“大哥,都弄好了。”周勃來到劉季身邊,低聲彙報。
“嗯。”
劉季點了點頭,目光卻從未離開過遠方的地平線。
他忽然勒住馬,從懷裏掏出一個皮水囊,仰頭灌了一大口。
辛辣的酒液順着喉嚨燒下去,總算讓冰冷的四肢有了一絲虛假的暖意。
他将水囊扔給身邊的樊哙:“喝一口,暖暖身子,省得待會兒見了血,手哆嗦。”
樊哙接過來,毫不客氣地牛飲了幾口,抹了抹嘴,甕聲甕氣地問:“大哥,你說那些匈奴崽子,真會來?”
“他們會來。”
劉季的語氣,笃定得仿佛在說太陽會從東邊升起。
……
與此同時,一片丘陵背後。
幾個身形剽悍的匈奴斥候,如幽靈般伏在雪地裏,隻露出一雙雙如同狼一般警惕的眼睛。
他們已經觀察了很久。
“頭兒,看清楚了。就是一支秦人的辎重隊,最多一千來人,全是步卒。”一個年輕的斥候低聲說道,語氣裏帶着壓不住的興奮。
“周圍都查過了?沒有埋伏?”
爲首的斥候隊長,經驗老道,沒有絲毫大意。
“查過了!南北十裏,連個鬼影子都沒有!那支秦人的大部隊,還在咱們南邊五十裏外,慢得跟蝸牛一樣。”

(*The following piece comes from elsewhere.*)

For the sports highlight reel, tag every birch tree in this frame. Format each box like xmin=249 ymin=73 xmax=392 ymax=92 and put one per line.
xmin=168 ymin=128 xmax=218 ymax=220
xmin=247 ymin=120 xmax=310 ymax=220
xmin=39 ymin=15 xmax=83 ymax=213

斥候隊長又仔細觀察了一會兒,看着那蜿蜒的隊伍,看着那些毫無防備、甚至還在嬉笑打鬧的秦人,他喉頭滾動,貪婪的火焰終于壓過了最後一絲警惕。
“走!回去禀報!”
消息很快傳回了呼衍豹的營地。
“哈哈哈!長生天開眼!”
呼衍豹一拳砸在矮幾上,震得上面的烤肉都跳了起來。
帳内,所有的匈奴騎兵都沸騰了。
他們仿佛已經看到了堆積如山的糧草,看到了無數可以肆意玩弄的奴隸。
“下令吧!”
“殺光他們!搶光他們的東西!”
呼衍豹霍然起身,拔出腰間的彎刀,刀鋒在火光下閃爍着嗜血的光芒。
“勇士們!”他高聲狂吼,“傳我命令!全軍上馬!我們要像一陣風,撕碎他們!搶光他們的糧食!”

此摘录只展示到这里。